Guided by the artists, Summer School participants discovered key landmarks of Seine-Saint-Denis, such as the Stade de France, the cathedral Basilica of Saint-Denis where French kings were buried, and the Jewish deportation memorial in Drancy. But we also witnessed the sites of everyday life such as train stations, markets, and fountains converted into swimming pools by local children. We photographed bridges, graffiti-covered walls, garden city areas, high-rise housing estates some of which have been condemned to demolition under current urban regeneration programmes and tried to express our impressions through photography (chapter 12).
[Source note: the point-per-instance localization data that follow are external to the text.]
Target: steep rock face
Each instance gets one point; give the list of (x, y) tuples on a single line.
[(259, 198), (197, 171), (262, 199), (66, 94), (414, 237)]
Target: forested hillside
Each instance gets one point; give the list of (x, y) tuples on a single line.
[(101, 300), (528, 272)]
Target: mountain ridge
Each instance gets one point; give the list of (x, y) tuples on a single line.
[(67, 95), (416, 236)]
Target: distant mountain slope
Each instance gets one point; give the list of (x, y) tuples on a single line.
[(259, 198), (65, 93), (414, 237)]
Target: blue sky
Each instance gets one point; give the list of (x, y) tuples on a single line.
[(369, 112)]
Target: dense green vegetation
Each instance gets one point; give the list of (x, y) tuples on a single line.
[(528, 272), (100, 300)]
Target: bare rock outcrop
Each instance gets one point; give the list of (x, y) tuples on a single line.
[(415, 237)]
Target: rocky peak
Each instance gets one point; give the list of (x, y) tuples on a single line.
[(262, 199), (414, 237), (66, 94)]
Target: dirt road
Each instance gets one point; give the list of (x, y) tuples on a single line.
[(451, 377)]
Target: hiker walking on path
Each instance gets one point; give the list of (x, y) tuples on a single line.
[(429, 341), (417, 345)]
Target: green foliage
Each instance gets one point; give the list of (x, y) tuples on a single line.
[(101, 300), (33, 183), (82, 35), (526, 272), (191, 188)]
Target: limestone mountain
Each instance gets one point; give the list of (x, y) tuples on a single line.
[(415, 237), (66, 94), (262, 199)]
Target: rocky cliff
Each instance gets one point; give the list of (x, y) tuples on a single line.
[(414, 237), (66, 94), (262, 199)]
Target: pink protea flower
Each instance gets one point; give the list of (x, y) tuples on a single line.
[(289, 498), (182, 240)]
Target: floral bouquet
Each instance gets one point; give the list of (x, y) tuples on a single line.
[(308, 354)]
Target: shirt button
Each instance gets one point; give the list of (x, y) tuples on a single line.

Drawing on the creative outputs from the Summer School, this book seeks to communicate the ”banlieue experience” beyond its locality. Resulting from our immersion in the creative energy generated by the banlieue’s cross-cultural influences, the works reflect our individual perceptions of the urban periphery. We hope that the richness of the images and texts goes some way towards communicating the diversity of the urban periphery and the dynamic synergies between various art forms.